How to connect to a Kerberos-secured Apache Phoeni

2019-06-04 19:45发布

问题:

I have recently spent several weeks trying to get WildFly to successfully connect to a Kerberized Apache Phoenix data source. There is a surprisingly limited amount of documentation on how to do this, but now that I have cracked it, I'm sharing.

Environment:

  • WildFly 9+. An equivalent JBoss version should also work (but untested). WildFly 8 does not contain the required org.jboss.security.negotiation.KerberosLoginModule class (but you can hack it, see Kerberos sql server datasource in Wildfly 8.2). I used WildFly 10.1.0.Final, and used a standalone deployment.
  • Apache Phoenix 4.2.0.2.2.4.10. I have not tested any other version.
  • Kerberos v5. My KDC is running on Windows Active Directory, but this should not make a noticable difference.
  • My Hadoop environment is a HortonWorks version, and maintained by Ambari. Ambari ensures that all of the configuration files and Kerberos implementation settings are correct.

回答1:

Firstly, you'll want to add a system property to WildFly's standalone.xml to specify the location of the Kerberos configuration file:

...
</extensions>

<system-properties>
    <property name="java.security.krb5.conf" value="/path/to/krb5.conf"/>
</system-properties>
...

I'm not going to go into the format of the krb5.conf file here, as it is dependent on your own implementation of Kerberos. What is important is that it contains the default realm and network location of the KDC. On Linux you can normally find it at /etc/krb5.conf or /etc/security/krb5.conf. If you're running WildFly on Windows, then make sure you use forward-slashes in your path, e.g. "C:/Source/krb5.conf"
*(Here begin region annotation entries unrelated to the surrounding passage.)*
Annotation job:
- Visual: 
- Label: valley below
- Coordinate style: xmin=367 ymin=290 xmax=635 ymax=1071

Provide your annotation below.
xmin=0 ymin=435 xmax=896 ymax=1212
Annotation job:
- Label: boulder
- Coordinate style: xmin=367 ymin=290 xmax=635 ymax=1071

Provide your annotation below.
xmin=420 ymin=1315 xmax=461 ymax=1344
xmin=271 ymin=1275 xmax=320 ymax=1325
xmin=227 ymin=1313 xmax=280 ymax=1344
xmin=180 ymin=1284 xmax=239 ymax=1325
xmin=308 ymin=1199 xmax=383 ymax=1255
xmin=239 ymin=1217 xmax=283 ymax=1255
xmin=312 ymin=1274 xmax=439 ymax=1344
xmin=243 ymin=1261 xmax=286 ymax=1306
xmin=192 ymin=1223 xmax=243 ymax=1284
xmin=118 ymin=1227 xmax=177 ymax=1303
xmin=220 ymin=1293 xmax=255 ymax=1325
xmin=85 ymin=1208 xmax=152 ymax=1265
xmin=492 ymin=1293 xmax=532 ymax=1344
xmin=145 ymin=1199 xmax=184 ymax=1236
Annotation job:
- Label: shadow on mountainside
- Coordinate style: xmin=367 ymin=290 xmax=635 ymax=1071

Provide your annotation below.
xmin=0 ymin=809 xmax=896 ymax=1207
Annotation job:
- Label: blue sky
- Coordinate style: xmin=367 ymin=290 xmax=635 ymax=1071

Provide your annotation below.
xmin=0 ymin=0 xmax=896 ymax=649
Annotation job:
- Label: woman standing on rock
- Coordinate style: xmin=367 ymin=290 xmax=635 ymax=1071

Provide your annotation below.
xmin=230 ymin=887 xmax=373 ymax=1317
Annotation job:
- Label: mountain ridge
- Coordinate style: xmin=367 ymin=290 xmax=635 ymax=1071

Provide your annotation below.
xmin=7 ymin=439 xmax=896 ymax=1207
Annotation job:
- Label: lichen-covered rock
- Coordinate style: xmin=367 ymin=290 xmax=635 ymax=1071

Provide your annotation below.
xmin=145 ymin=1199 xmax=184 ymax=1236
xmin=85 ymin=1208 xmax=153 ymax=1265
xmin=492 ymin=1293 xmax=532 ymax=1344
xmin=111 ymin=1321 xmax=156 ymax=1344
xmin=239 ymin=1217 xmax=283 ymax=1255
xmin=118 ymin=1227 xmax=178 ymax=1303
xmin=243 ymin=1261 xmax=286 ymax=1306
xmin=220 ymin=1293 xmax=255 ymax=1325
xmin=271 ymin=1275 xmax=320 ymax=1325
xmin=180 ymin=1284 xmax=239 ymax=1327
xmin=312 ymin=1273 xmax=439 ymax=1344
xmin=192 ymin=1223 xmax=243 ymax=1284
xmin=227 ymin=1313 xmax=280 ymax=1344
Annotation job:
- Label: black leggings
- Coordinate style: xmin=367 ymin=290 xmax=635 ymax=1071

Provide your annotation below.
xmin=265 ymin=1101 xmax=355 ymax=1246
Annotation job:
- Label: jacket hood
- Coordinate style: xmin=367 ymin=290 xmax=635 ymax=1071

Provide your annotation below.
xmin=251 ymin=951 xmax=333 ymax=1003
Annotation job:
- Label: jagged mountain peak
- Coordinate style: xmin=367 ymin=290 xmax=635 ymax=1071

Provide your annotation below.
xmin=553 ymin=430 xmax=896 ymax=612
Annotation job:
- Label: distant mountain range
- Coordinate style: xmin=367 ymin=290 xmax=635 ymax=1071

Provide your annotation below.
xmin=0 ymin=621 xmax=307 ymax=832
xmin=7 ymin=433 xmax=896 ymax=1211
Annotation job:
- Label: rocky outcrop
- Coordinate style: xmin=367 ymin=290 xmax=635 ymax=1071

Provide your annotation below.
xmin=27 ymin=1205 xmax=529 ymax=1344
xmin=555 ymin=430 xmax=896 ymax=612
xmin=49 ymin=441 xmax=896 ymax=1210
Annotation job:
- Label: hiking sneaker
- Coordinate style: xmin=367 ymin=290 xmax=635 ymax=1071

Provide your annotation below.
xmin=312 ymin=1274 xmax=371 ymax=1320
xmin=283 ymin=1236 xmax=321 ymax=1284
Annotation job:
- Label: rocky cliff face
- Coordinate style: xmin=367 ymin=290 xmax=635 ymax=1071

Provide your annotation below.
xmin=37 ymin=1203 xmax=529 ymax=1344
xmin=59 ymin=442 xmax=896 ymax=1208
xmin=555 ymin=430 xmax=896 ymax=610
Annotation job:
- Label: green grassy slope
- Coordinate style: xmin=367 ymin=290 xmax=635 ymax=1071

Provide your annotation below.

Secondly, add two new security domains to standalone.xml - one called "Client" which is used by ZooKeeper, and another called "host", which is used by WildFly. Do not ask me why (it caused me so much pain) but the name of the "Client" security domain must match that defined in Zookeeper's JAAS client configuration file on the server. If you've set up with Ambari, "Client" is the default name. Also note that you cannot simply provide a jaas.config file as a system property, you must define it here:

<security-domain name="Client" cache-type="default">
    <login-module code="com.sun.security.auth.module.Krb5LoginModule" flag="required">
        <module-option name="useTicketCache" value="true"/>
        <module-option name="debug" value="true"/>
    </login-module>
</security-domain>
<security-domain name="host" cache-type="default">
    <login-module code="org.jboss.security.negotiation.KerberosLoginModule" flag="required" module="org.jboss.security.negotiation">
        <module-option name="useTicketCache" value="true"/>
        <module-option name="debug" value="true"/>
        <module-option name="refreshKrb5Config" value="true"/>
        <module-option name="addGSSCredential" value="true"/>
    </login-module>
</security-domain>

The module options will vary depending on your implementation. I'm getting my tickets from the default Java ticket cache, which is defined in the java.security file of your JRE, but you can supply a keytab here if you want. Note that setting storeKey to true broke my implementation. Check the Java documentation for all of the options. Note that each security domain uses a different login module: this is not by accident - Phoenix does not know how to use the org.jboss... version.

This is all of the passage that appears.